Understanding the NCLEX-RN
The National Council Licensure Examination for Registered Nurses (NCLEX-RN) is the standardized exam that nursing graduates must pass to obtain their RN license. Administered by the National Council of State Boards of Nursing (NCSBN), it is a computer-adaptive test (CAT) — meaning the difficulty of questions adjusts based on your performance.
In 2023, NCSBN introduced Next Generation NCLEX (NGN), which includes new question types designed to assess clinical judgment more deeply than traditional multiple-choice questions. Understanding the updated format is essential for any candidate preparing today.
Know What's Being Tested
The NCLEX-RN is organized around the NCLEX-RN Test Plan, which is updated every three years. Key content areas include:
- Safe and Effective Care Environment (Management of Care, Safety & Infection Control)
- Health Promotion and Maintenance
- Psychosocial Integrity
- Physiological Integrity (Basic Care, Pharmacological Therapies, Reduction of Risk, Physiological Adaptation)

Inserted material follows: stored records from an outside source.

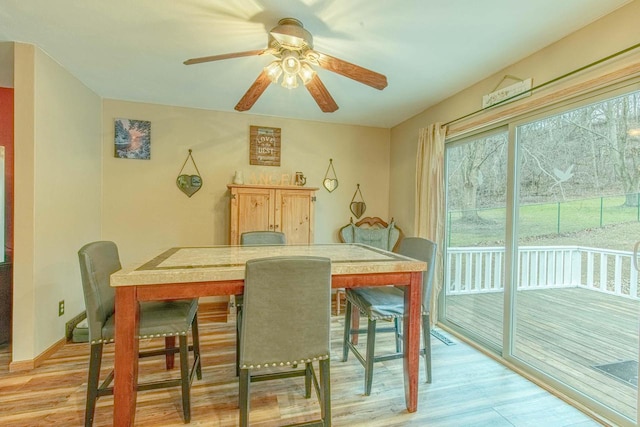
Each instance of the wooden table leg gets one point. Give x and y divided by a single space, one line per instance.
411 334
126 356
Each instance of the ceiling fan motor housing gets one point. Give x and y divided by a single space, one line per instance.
290 34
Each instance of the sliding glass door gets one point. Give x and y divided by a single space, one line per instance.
576 305
542 218
476 196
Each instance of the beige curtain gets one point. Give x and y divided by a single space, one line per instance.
429 199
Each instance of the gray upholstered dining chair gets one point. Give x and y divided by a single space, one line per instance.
372 231
286 322
252 238
168 319
387 303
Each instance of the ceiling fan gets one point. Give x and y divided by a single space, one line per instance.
292 46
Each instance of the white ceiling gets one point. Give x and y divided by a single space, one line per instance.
428 49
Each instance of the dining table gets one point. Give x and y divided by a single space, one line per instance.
191 272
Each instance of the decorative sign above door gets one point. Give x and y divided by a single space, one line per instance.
264 146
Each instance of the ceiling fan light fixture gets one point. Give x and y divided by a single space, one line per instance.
274 71
290 81
290 63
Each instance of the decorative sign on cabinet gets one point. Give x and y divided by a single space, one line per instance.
288 209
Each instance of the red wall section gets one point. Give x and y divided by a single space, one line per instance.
6 140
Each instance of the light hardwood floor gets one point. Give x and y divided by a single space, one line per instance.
468 389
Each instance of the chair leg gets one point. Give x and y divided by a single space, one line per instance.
238 325
371 346
426 336
195 337
95 360
347 330
308 377
243 397
185 380
355 326
169 343
325 392
398 333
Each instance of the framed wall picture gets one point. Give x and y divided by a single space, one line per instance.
132 139
264 146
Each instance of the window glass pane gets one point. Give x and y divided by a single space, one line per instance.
576 305
476 200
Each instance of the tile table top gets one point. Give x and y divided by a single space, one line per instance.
216 263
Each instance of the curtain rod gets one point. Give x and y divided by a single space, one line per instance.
570 73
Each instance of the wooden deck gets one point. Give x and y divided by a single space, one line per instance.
564 333
468 389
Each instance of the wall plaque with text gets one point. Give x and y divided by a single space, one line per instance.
264 146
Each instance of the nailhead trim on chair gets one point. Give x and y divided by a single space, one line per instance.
110 340
276 364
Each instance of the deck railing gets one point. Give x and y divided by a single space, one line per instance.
481 269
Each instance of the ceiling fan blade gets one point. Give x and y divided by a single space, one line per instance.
323 98
224 56
352 71
254 92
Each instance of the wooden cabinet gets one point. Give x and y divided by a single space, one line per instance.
279 208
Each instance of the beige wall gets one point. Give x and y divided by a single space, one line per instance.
610 34
144 211
57 196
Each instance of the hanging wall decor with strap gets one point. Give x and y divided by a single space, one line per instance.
358 208
189 184
330 183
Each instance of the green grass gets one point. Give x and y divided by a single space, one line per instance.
540 221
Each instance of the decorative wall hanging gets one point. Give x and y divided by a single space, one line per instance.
132 139
358 208
264 146
300 179
189 184
330 183
508 94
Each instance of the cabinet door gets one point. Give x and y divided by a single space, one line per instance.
251 210
294 215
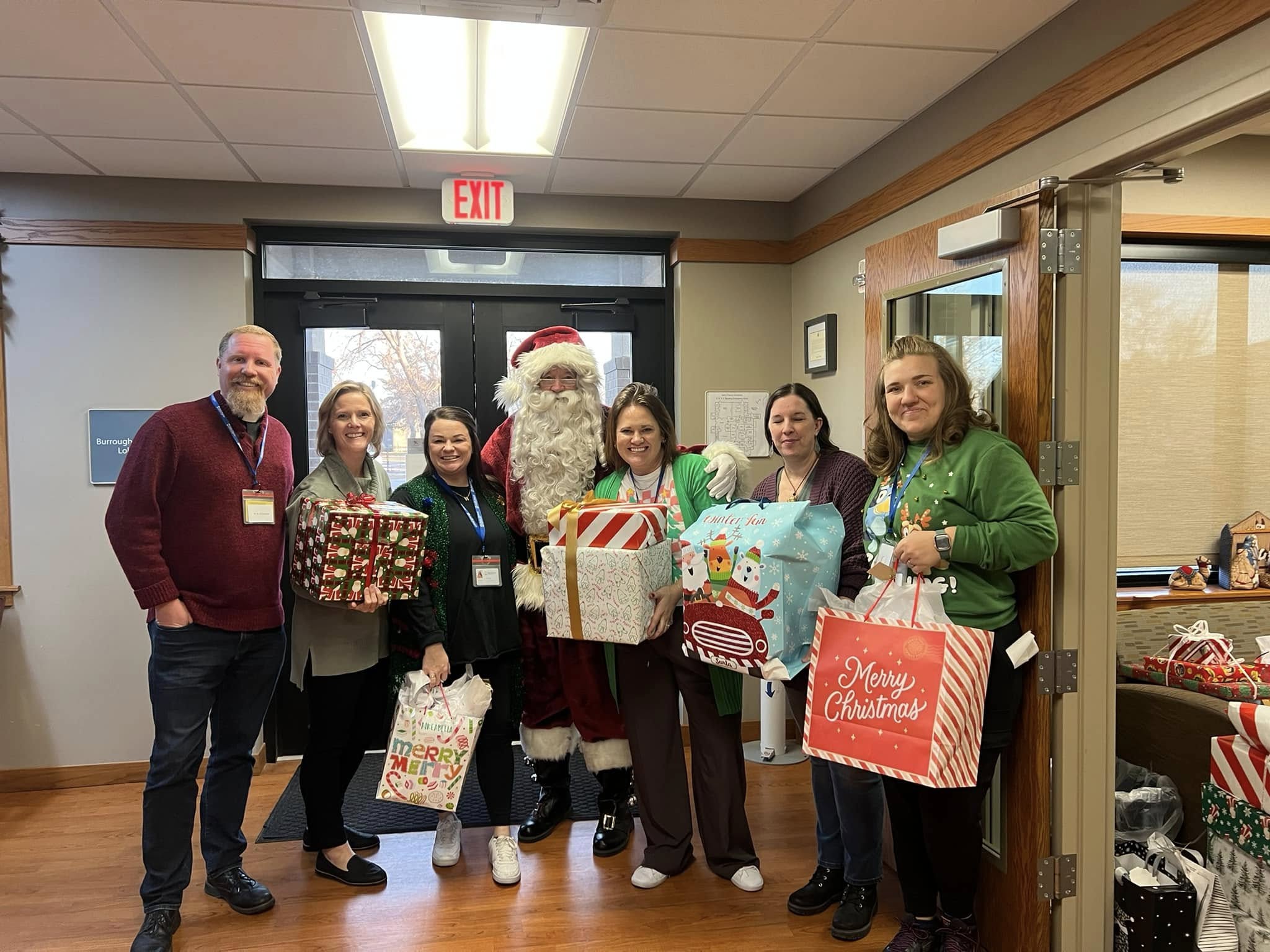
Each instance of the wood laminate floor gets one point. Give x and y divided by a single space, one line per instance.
70 865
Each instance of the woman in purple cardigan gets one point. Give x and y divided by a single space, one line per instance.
849 801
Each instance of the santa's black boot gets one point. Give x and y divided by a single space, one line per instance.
554 800
615 827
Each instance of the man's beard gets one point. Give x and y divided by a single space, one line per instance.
247 403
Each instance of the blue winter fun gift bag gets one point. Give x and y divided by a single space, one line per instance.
752 574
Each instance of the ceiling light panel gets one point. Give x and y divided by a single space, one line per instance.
458 86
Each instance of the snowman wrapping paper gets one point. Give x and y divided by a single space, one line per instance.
752 574
345 545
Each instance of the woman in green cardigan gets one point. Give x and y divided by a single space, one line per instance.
641 443
465 616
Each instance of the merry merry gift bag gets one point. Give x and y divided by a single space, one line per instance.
901 697
752 574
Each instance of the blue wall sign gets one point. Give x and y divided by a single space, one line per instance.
110 434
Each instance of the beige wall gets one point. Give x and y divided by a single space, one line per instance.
1230 178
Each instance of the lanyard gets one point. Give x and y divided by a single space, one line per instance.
898 491
479 522
265 433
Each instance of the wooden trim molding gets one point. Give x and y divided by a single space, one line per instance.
92 775
1193 226
127 234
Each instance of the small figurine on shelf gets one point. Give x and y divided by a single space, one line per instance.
1185 578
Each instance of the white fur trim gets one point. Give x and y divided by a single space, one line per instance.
738 457
606 754
548 743
527 586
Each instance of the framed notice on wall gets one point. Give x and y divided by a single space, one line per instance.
821 345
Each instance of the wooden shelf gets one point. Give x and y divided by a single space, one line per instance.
1157 597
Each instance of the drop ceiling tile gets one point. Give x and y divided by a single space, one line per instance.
323 167
755 183
668 71
273 117
527 174
155 159
241 45
102 108
822 144
588 177
735 18
37 154
643 134
992 24
870 83
68 38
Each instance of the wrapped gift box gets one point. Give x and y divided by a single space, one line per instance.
1240 770
613 592
1230 691
606 524
343 546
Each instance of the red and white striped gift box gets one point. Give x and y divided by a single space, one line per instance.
602 524
1240 770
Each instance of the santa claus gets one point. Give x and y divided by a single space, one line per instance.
549 450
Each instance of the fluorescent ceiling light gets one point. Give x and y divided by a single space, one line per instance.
456 86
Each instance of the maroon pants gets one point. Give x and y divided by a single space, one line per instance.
566 682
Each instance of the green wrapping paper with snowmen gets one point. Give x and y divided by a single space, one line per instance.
752 574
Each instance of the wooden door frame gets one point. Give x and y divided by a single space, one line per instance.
908 259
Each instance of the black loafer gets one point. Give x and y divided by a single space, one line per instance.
243 894
360 873
155 935
355 838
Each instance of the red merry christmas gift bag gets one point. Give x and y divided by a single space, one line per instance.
898 696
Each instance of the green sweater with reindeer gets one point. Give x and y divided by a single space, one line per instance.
1003 523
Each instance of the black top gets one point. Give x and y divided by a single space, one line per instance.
481 622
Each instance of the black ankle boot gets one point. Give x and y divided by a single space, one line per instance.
554 800
615 827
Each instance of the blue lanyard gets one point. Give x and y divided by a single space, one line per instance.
265 433
479 522
898 491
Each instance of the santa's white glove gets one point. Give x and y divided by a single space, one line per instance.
724 482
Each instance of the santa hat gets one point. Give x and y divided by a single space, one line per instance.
538 355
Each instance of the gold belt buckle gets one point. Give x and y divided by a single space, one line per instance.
535 545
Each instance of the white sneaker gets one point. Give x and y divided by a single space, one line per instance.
748 879
448 840
505 861
647 879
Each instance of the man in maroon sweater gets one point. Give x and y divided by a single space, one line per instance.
197 524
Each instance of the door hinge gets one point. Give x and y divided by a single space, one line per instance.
1055 878
1060 464
1057 673
1060 250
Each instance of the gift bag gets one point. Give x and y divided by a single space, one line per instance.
433 735
898 696
752 573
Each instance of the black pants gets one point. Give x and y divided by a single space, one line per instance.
938 833
495 759
347 718
651 678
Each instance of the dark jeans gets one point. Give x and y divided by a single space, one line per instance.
347 718
198 673
849 806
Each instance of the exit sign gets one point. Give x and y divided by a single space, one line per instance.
477 202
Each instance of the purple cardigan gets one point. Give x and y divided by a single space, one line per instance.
845 482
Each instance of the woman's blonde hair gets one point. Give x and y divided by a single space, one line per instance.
887 443
326 442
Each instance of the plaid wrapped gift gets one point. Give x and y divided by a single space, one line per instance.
345 545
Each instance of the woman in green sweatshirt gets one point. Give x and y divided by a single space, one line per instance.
958 503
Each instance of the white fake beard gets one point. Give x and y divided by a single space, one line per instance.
556 446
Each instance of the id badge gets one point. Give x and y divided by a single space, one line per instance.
258 507
487 571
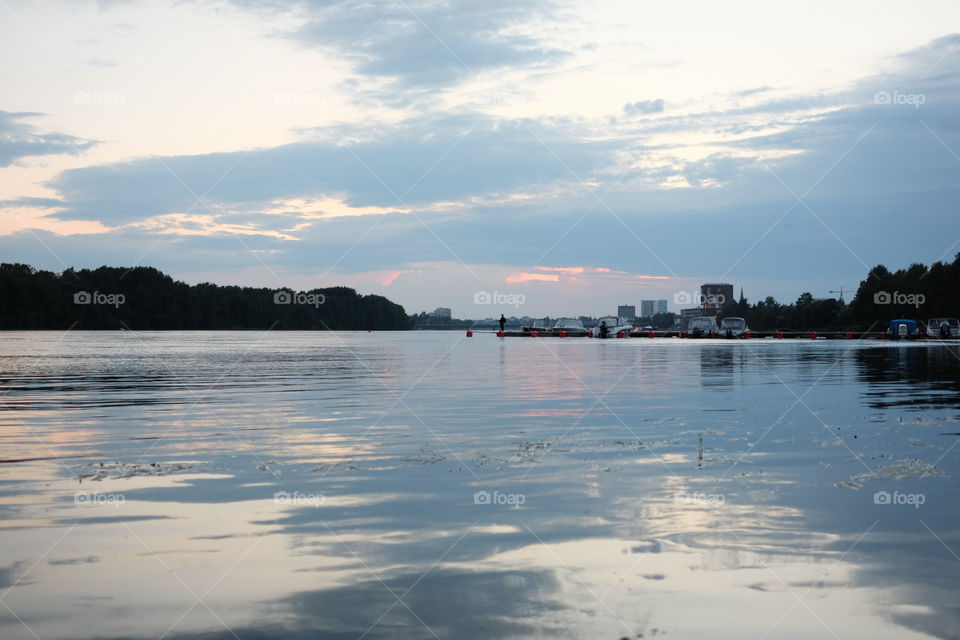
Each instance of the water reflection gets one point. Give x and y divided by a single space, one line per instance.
347 486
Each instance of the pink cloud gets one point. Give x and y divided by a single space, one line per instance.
566 270
514 278
390 276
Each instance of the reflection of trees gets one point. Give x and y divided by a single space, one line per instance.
910 375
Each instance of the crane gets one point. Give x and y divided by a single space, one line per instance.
840 291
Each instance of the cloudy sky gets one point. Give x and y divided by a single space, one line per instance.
581 154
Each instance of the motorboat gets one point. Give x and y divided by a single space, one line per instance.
569 326
540 326
943 328
701 327
902 328
611 326
733 327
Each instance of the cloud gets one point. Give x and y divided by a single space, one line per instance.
427 43
19 139
515 278
416 163
643 107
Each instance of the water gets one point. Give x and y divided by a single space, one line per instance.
421 485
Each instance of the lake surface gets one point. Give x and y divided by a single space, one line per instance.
427 485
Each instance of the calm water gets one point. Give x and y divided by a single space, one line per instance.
421 485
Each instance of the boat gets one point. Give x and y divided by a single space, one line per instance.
902 328
540 326
569 326
701 327
611 326
733 327
943 328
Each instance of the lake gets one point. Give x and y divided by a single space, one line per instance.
428 485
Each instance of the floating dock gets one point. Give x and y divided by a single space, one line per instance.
751 335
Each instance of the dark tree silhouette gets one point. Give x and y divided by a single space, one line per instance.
145 298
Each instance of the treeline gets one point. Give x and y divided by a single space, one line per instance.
917 292
144 298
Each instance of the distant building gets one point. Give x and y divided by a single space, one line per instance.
715 295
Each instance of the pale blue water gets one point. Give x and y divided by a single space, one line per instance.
423 484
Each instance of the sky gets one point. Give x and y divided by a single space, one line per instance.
552 158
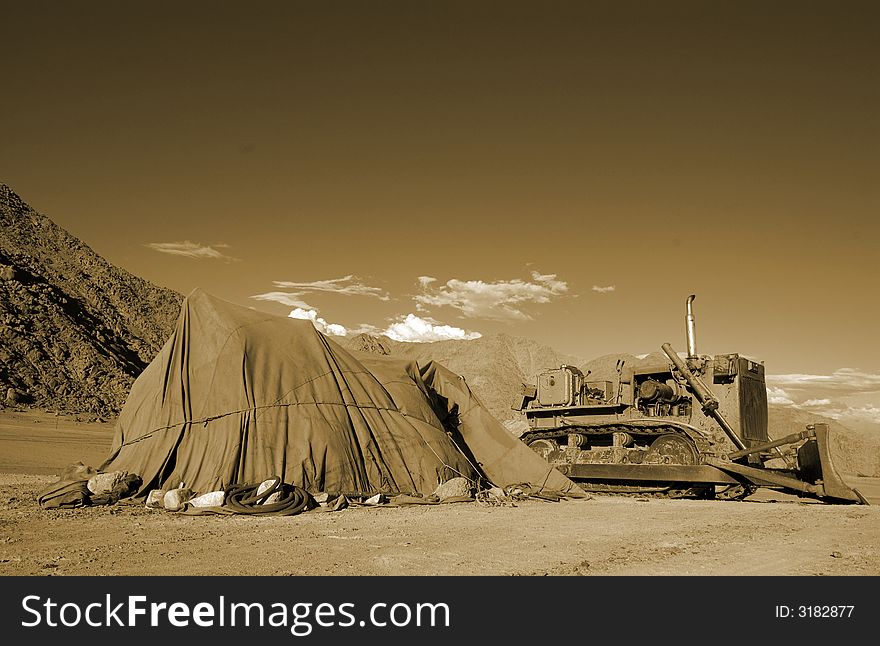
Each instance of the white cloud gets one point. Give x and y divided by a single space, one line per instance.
349 285
840 383
497 300
291 299
320 324
778 396
191 250
414 329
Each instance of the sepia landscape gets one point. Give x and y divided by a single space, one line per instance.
440 289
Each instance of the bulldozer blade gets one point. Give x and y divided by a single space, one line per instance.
816 473
814 463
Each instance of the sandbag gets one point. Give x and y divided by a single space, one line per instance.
64 494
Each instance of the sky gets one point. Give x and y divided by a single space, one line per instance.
563 171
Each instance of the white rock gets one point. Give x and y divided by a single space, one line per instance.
175 499
211 499
104 482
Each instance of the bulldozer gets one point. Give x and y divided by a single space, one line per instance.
691 425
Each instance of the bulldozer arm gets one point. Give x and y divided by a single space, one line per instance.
815 475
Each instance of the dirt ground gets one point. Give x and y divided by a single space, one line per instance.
770 534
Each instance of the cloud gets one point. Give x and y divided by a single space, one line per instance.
779 396
497 300
291 299
414 329
816 402
320 324
348 285
841 382
192 250
836 395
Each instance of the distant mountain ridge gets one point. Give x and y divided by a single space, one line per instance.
75 330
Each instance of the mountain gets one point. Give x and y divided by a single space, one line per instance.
75 330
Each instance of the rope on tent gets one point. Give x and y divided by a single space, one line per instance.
243 499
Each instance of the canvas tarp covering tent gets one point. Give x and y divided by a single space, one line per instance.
238 396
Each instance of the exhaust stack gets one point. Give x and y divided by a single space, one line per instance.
691 334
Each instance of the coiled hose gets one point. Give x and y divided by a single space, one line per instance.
243 499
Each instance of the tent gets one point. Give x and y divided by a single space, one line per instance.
237 396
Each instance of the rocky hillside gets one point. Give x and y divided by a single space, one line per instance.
74 330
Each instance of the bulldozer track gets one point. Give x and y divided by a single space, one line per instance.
646 427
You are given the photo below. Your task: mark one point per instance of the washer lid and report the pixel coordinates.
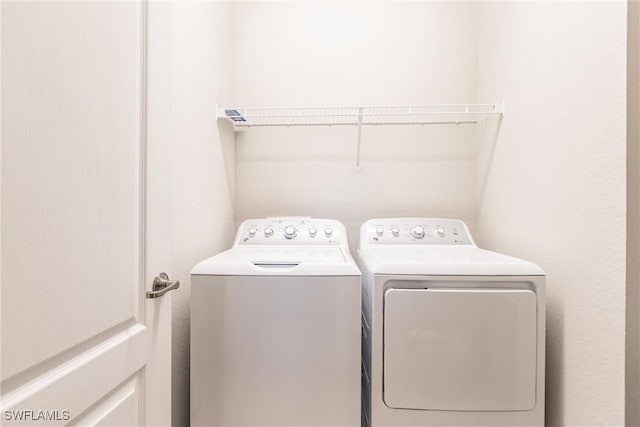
(279, 260)
(443, 260)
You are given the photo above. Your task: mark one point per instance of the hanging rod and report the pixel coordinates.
(358, 116)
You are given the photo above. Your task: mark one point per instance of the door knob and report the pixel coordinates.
(162, 285)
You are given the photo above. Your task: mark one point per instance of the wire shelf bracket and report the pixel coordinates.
(358, 116)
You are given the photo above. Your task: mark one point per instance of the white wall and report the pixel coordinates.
(633, 216)
(556, 186)
(202, 166)
(349, 53)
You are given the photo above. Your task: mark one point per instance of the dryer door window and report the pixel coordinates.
(460, 349)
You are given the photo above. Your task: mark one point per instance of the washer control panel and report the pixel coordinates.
(423, 231)
(291, 231)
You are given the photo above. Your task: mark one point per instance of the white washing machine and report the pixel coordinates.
(275, 328)
(453, 335)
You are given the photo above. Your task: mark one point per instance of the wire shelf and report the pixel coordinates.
(458, 114)
(354, 116)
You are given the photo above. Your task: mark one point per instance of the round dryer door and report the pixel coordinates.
(460, 349)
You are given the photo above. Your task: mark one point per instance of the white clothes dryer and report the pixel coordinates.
(275, 328)
(453, 335)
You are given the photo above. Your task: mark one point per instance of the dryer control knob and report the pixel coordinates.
(290, 232)
(417, 232)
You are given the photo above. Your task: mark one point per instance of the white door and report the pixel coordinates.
(84, 210)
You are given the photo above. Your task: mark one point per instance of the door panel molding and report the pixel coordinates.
(126, 352)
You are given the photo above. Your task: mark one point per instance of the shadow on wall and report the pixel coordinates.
(488, 132)
(554, 388)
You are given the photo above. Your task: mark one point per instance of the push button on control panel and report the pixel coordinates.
(290, 232)
(417, 232)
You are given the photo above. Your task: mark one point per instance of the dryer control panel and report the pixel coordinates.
(291, 231)
(409, 231)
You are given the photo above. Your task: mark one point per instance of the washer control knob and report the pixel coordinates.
(290, 232)
(417, 232)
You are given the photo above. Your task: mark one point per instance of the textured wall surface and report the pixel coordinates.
(351, 53)
(633, 216)
(202, 167)
(555, 189)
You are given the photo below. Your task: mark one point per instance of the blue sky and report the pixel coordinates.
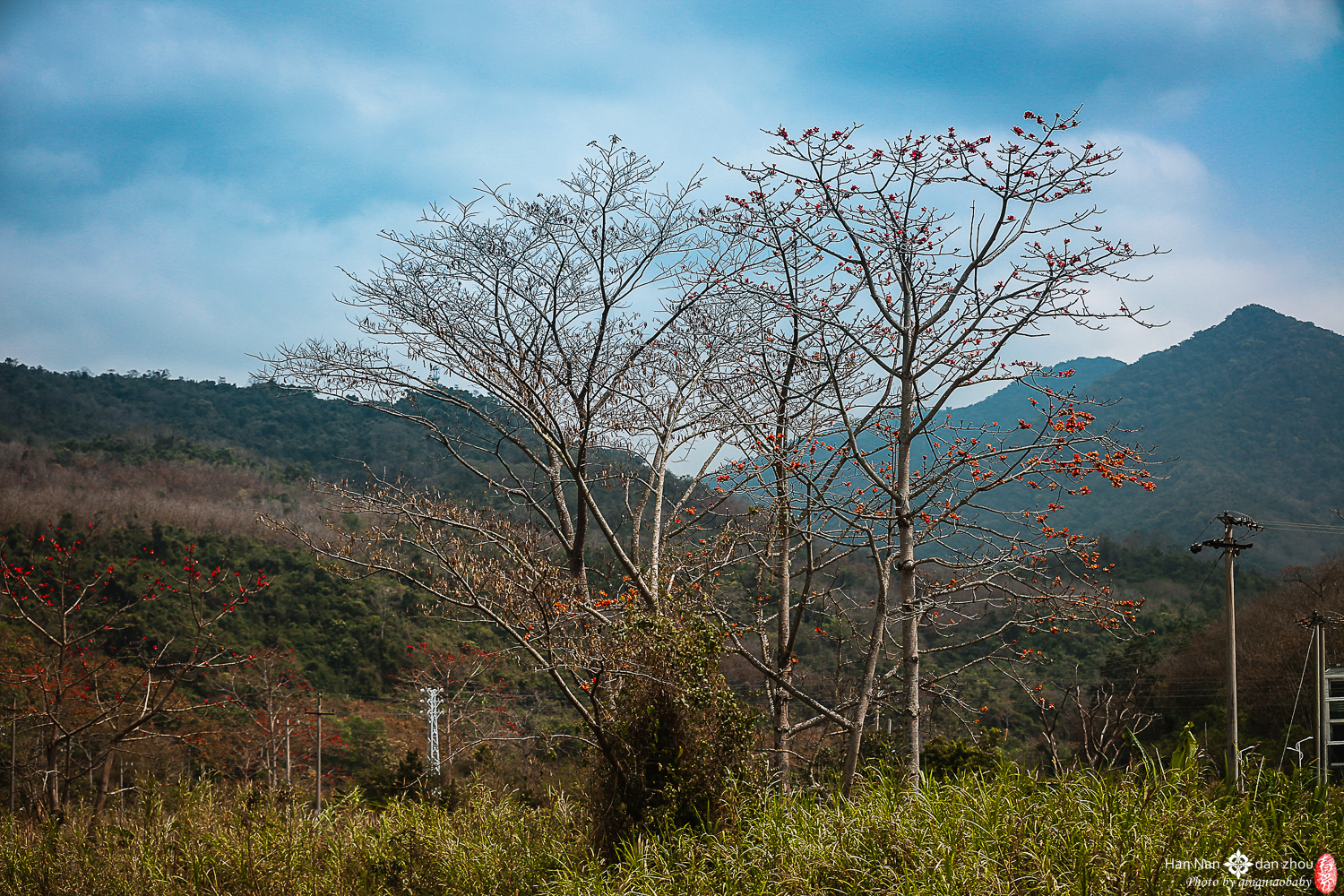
(180, 182)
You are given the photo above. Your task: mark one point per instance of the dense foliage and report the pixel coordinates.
(1010, 833)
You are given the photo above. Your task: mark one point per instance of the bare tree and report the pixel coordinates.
(575, 392)
(926, 309)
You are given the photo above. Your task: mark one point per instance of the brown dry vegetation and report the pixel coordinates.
(199, 497)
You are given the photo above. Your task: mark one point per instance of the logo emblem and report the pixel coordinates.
(1238, 864)
(1325, 874)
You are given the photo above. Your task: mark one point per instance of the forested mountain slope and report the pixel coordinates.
(325, 438)
(1252, 416)
(1250, 411)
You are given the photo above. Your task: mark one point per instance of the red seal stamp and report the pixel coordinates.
(1325, 874)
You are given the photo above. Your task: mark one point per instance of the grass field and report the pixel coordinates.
(1008, 833)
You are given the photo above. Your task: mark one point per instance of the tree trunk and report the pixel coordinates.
(910, 659)
(782, 739)
(870, 670)
(99, 798)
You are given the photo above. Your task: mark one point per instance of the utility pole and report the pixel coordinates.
(1322, 716)
(319, 713)
(432, 753)
(1231, 547)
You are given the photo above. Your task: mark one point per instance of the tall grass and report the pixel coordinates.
(1010, 833)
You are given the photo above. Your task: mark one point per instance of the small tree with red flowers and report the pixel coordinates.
(77, 678)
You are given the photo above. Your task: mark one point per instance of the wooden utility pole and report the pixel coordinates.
(1231, 548)
(13, 755)
(1322, 716)
(317, 805)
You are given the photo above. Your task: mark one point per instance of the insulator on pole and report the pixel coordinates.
(432, 711)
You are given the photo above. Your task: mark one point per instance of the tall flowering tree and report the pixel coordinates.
(898, 306)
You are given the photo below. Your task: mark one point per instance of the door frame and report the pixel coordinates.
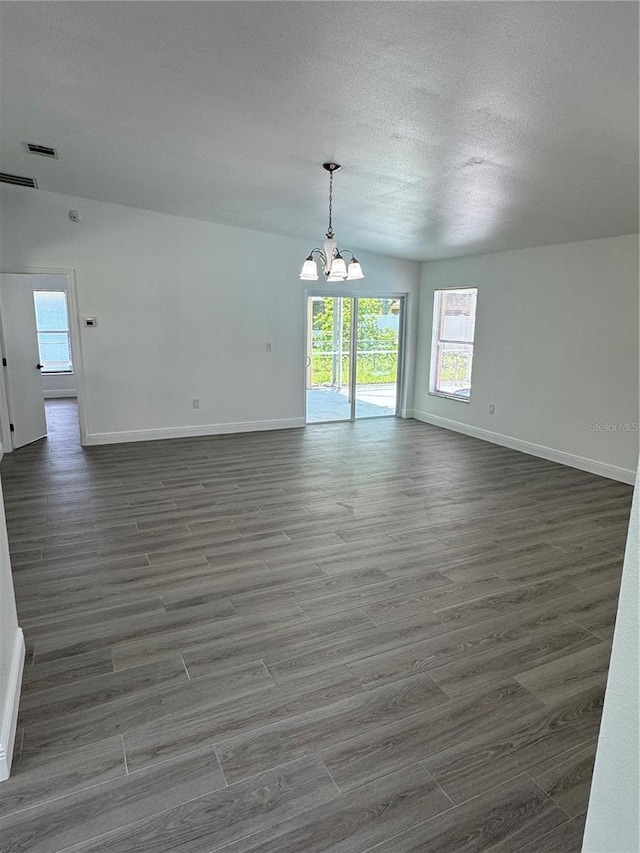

Download the current NCLEX-RN Test Plan from the NCSBN website — it's free and outlines exactly what topics are covered and how heavily they're weighted.
Building Your Study Plan
Most candidates need 4–8 weeks of focused preparation after graduation. Here's a framework:
- Week 1–2: Content review — focus on weak areas identified by your nursing program's HESI or ATI predictors
- Week 3–4: Practice questions — aim for 75–100 questions per day with thorough rationale review
- Week 5–6: Full-length practice exams — simulate real test conditions, including timing
- Final days: Light review only — avoid cramming. Focus on rest and logistics
Choosing Your Study Resources
The market is full of NCLEX prep materials. Look for resources that emphasize clinical reasoning over rote memorization. Widely used options include Uworld, Kaplan, and NCSBN's own Learning Extension. The most important thing is consistency — pick a primary resource and use it thoroughly rather than jumping between many.
NGN Question Types You Must Know
Next Generation NCLEX introduced several new formats:
- Extended Multiple Response — select all that apply with partial credit scoring
- Drag-and-Drop Cloze — fill in blanks by dragging answer choices
- Highlight — identify relevant information in a clinical note or chart
- Matrix/Grid — match multiple nursing actions to multiple conditions
- Case Studies — a series of related questions following a patient scenario
Practice these question types specifically, as they require a different approach than traditional NCLEX questions.
Test-Taking Strategies
- Use the nursing process — Assess before you intervene. Always look for assessment answers before action answers.
- Think Maslow's Hierarchy — Physiological needs come before safety, which comes before psychosocial.
- ABCs rule — Airway, Breathing, Circulation: when in doubt, protect the airway first.
- Eliminate clearly wrong answers — Narrow to two options, then apply the above frameworks.
- Don't second-guess yourself — Change answers only if you have a clear, rational reason to do so.
On Exam Day
The NCLEX-RN can range from 85 to 150 questions depending on your performance. Do not read anything into the number of questions you receive — it is not a reliable indicator of pass or fail. Arrive early, bring your ATT and accepted ID, and take short mental breaks between difficult question clusters if needed.
After the Exam
Results are typically available within 48 hours through the "Quick Results" service (a small fee applies). Official results come from your state board of nursing. Once you've passed — congratulations, RN!